POOR CONDITIONS

Allowing Kenyans to work in Gulf is slavery — Atwoli

Says it's better for the country to remain poor but protect its citizens

In Summary

•His sentiments came after Labour CS Simon Chelugui said Kenya is working to have bilateral agreements with the Gulf countries to protect migrant workers.

•Kenyans working abroad sent home Sh520 billion, an increase from Sh400 billion the previous year.

Cotu boss Francis Atwoli, FKE executive director Jacqueline Mugo, Labour CS Simon Chelugui and his PS Peter Tum at Whitesands Hotel in Mombasa on Monday.
PROTECTING MIGRANT WORKERS Cotu boss Francis Atwoli, FKE executive director Jacqueline Mugo, Labour CS Simon Chelugui and his PS Peter Tum at Whitesands Hotel in Mombasa on Monday.
Image: JOHN CHESOLI

Cotu boss Francis Atwoli has said Kenyans going to work in Gulf nations under poor conditions was indirect slavery.

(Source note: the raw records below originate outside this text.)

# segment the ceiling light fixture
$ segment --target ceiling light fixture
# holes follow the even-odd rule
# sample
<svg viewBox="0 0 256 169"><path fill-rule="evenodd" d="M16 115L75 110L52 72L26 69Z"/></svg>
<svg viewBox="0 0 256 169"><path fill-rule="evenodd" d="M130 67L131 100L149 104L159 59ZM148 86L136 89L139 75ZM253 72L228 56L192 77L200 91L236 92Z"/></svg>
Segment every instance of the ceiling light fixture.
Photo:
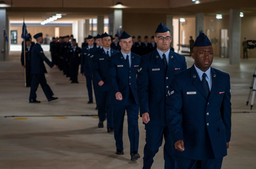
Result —
<svg viewBox="0 0 256 169"><path fill-rule="evenodd" d="M185 18L179 18L179 21L181 22L184 22L186 21L185 20Z"/></svg>
<svg viewBox="0 0 256 169"><path fill-rule="evenodd" d="M221 14L217 14L216 15L216 18L217 19L222 19L222 15Z"/></svg>

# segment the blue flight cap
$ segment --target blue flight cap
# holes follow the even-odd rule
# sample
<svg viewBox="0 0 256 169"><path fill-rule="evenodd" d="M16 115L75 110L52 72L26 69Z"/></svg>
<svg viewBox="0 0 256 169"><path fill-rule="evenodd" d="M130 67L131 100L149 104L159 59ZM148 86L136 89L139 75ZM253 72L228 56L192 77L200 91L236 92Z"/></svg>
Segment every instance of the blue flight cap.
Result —
<svg viewBox="0 0 256 169"><path fill-rule="evenodd" d="M124 31L122 33L122 34L121 35L121 37L120 38L120 39L127 39L130 37L131 36L130 35L126 33L125 31Z"/></svg>
<svg viewBox="0 0 256 169"><path fill-rule="evenodd" d="M160 23L160 25L158 25L157 29L155 33L164 33L165 32L169 31L169 29L166 26L164 25L162 22Z"/></svg>
<svg viewBox="0 0 256 169"><path fill-rule="evenodd" d="M107 32L105 32L105 33L101 35L101 38L105 38L105 37L109 37L110 36L109 35L108 33L107 33Z"/></svg>
<svg viewBox="0 0 256 169"><path fill-rule="evenodd" d="M34 35L33 37L34 37L34 38L36 39L39 37L41 37L42 36L43 36L42 33L38 33Z"/></svg>
<svg viewBox="0 0 256 169"><path fill-rule="evenodd" d="M197 37L195 41L194 46L207 46L212 44L206 35L204 33L201 33Z"/></svg>
<svg viewBox="0 0 256 169"><path fill-rule="evenodd" d="M101 36L99 34L98 34L95 37L95 39L99 39L101 38Z"/></svg>
<svg viewBox="0 0 256 169"><path fill-rule="evenodd" d="M91 35L89 35L88 36L88 37L87 38L87 39L91 39L93 38L93 37L92 37Z"/></svg>

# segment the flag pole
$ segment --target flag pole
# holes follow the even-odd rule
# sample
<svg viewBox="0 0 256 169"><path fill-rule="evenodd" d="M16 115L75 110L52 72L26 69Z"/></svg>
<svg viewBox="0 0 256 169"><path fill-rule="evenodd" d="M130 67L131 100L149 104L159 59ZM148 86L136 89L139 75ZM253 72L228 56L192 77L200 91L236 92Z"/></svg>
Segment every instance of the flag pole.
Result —
<svg viewBox="0 0 256 169"><path fill-rule="evenodd" d="M25 21L25 17L24 16L23 16L23 23L24 23ZM26 29L26 28L25 28ZM24 30L22 30L22 33L24 33L25 32ZM26 37L26 35L24 35L25 36L24 36L24 37ZM24 39L24 40L23 42L23 51L24 52L24 65L25 66L25 68L24 69L24 74L25 75L25 87L26 87L27 86L27 81L26 80L26 53L25 51L25 41L26 40L25 39Z"/></svg>

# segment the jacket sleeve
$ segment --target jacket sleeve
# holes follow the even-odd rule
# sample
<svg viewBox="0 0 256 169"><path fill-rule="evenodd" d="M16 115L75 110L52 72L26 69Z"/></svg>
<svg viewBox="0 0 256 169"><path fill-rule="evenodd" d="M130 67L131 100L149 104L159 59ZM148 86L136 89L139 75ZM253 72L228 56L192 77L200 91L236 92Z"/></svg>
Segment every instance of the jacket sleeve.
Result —
<svg viewBox="0 0 256 169"><path fill-rule="evenodd" d="M148 106L148 85L149 79L147 65L145 60L146 58L141 57L140 65L137 71L137 92L140 104L140 113L149 112Z"/></svg>
<svg viewBox="0 0 256 169"><path fill-rule="evenodd" d="M119 88L116 81L116 68L114 62L110 57L108 62L109 72L108 78L114 94L119 92Z"/></svg>
<svg viewBox="0 0 256 169"><path fill-rule="evenodd" d="M226 133L227 142L230 141L231 135L231 103L230 88L230 77L228 76L227 88L224 93L221 105L220 113Z"/></svg>
<svg viewBox="0 0 256 169"><path fill-rule="evenodd" d="M41 47L39 48L39 50L37 50L37 52L38 55L47 64L49 65L49 66L51 68L52 67L54 66L54 64L52 62L51 62L51 61L46 57L45 54L44 54L43 49Z"/></svg>
<svg viewBox="0 0 256 169"><path fill-rule="evenodd" d="M92 67L92 74L93 74L93 76L95 78L97 84L99 83L99 82L102 80L100 76L100 74L99 72L99 59L97 59L97 57L94 56L93 57L93 63Z"/></svg>
<svg viewBox="0 0 256 169"><path fill-rule="evenodd" d="M182 111L182 95L176 75L173 76L165 102L166 120L174 144L178 140L184 140Z"/></svg>

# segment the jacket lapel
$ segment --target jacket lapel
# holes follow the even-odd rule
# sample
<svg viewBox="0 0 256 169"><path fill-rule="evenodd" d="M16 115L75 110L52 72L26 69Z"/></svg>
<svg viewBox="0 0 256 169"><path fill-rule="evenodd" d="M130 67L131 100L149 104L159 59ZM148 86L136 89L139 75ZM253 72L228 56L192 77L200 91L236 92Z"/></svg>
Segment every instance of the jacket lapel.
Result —
<svg viewBox="0 0 256 169"><path fill-rule="evenodd" d="M196 69L195 68L194 64L192 65L190 70L190 78L193 80L192 83L194 86L197 88L202 94L204 95L206 100L207 100L206 94L205 93L204 88L203 86L203 84L202 84L202 82L199 78L199 76L198 76L197 72Z"/></svg>

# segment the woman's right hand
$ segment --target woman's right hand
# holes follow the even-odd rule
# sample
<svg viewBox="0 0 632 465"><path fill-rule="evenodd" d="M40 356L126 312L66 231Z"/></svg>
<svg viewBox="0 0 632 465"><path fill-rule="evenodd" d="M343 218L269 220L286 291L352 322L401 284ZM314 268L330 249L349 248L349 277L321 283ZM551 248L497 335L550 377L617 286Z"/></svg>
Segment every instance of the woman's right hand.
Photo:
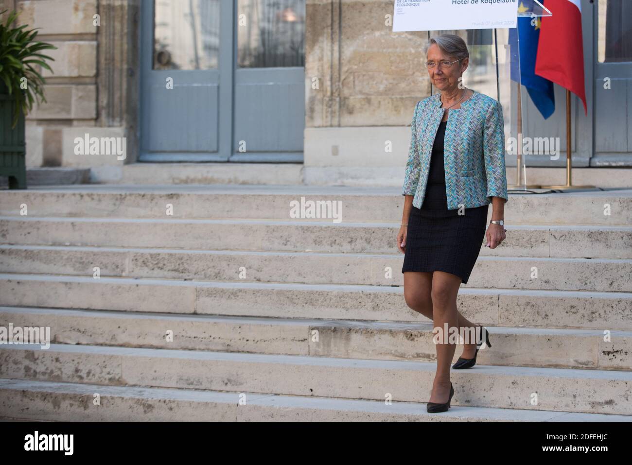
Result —
<svg viewBox="0 0 632 465"><path fill-rule="evenodd" d="M406 253L406 234L408 231L406 226L400 226L397 234L397 248L402 253Z"/></svg>

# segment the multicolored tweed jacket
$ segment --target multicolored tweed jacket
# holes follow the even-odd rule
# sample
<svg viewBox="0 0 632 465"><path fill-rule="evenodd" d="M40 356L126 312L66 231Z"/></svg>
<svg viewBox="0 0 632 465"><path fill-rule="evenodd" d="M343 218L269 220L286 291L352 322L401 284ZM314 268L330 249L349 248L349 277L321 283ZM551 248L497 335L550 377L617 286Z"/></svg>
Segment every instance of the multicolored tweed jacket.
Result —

He spoke on Monday during the 17th African Regional Labour Administration Centre meeting at Whitesands Hotel in Mombasa.

His sentiments came after Labour CS Simon Chelugui said Kenya is working to have bilateral agreements with the Gulf countries to protect migrant workers.

He said the relationship that Kenya has with the destination markets is not a favour.

“We are offering services and they are benefitting. Our migrant workers deserve to be treated fairly,” Chelugui said.

He was the chief guest at the ARLAC meeting.

Kenyans sent home Sh520 billion, an increase of Sh120 billion from Sh400 billion the previous year.

“This has benefitted our people socioeconomically,” Chelugui said.

He however said upholding human rights remains the government’s priority to protect Kenyans in foreign lands.

He ruled out the banning of Kenyan migrant workers saying such has been done before and did not stop the problem.

“As we address those challenges, we have to be conscious and aware of the implication of impulsive and erratic decisions,” Chelugui said.

He said a ban has been suggested thrice.

The CS said Kenyans will look for alternative routes to the Gulf nations and work there without the government's knowledge.

He said there are signs that the single nation that is yet to sign bilateral agreements with Kenya over the treatment of Kenyan migrant workers will work.

However, Atwoli said Jomo Kenyatta International Airport receives a lot of young Kenyan bodies who have been killed while working under oppressive conditions in the Gulf nations.

“The government says Kenya receives a lot of money from the Gulf nations from Kenyans working there but in what environment are those Kenyans working?” Atwoli posed.

“It is better the country remains poor but protects its citizens. All countries in the world prioritise the safety of their citizens in foreign lands.”

He said recruitment agents, should be removed from the equation when Kenyans want to work abroad.

“It should be on a government to government basis. Let’s remove these labour or recruitment agents,” the Cotu boss said.

He said the recruitment agencies promote neo-colonialism.

Chelugui said the challenge of Kenyans being mistreated in about seven Gulf nations is real but the government has been engaging with the authorities in those nations to address the issues.

The challenges include being denied food, subjected to long working hours without rest, having their documents confiscated, among others.

“Through talks with the nations’ ambassadors in Kenya, we have reduced the oppression in all the countries except one with which we are still holding talks,” the CS said.

He said on December 19, he will be accompanied by Foreign Affairs CS Monica Juma to Saudi Arabia to hold discussions with the Saudi authorities over the mistreatment of Kenyans working there.

Chelugui said out of the over 104,000 Kenyans working in the Gulf nations, only about four per cent suffer mistreatment.

“They are doing a good job, get their pay and are happy. We need to deal with the challenges the few are getting,” the CS said.

Cotu boss Francis Atwoli and FKE executive director Jacqueline Mugo at Whitesands Hotel in Mombasa on Monday.
DEFENSE STRATEGY Cotu boss Francis Atwoli and FKE executive director Jacqueline Mugo at Whitesands Hotel in Mombasa on Monday.
Image: JOHN CHESOLI

The meeting was attended by 12 out of the 19 member states of ARLAC based in Harare, Zimbabwe.

Atwoli said ARLAC should train more labour officers and inspectors to guard against the abuse of workers.

“That is why ARLAC should be funded more,” the Cotu boss said.

He lauded the government for the recent employment of 50 labour officers. 

CS Chelugui said African countries have to come together to ensure their citizens are treated with dignity and respect whenever they go to work abroad.

“We have to ensure they are respected and their work compensated equally with the citizens of the countries they work in,” Chelugui said.

The CS said African governments must make it easier and more attractive to work in Africa as opposed to working in other continents.

He said this will enhance the ambitions of African countries to increase intra-country trade.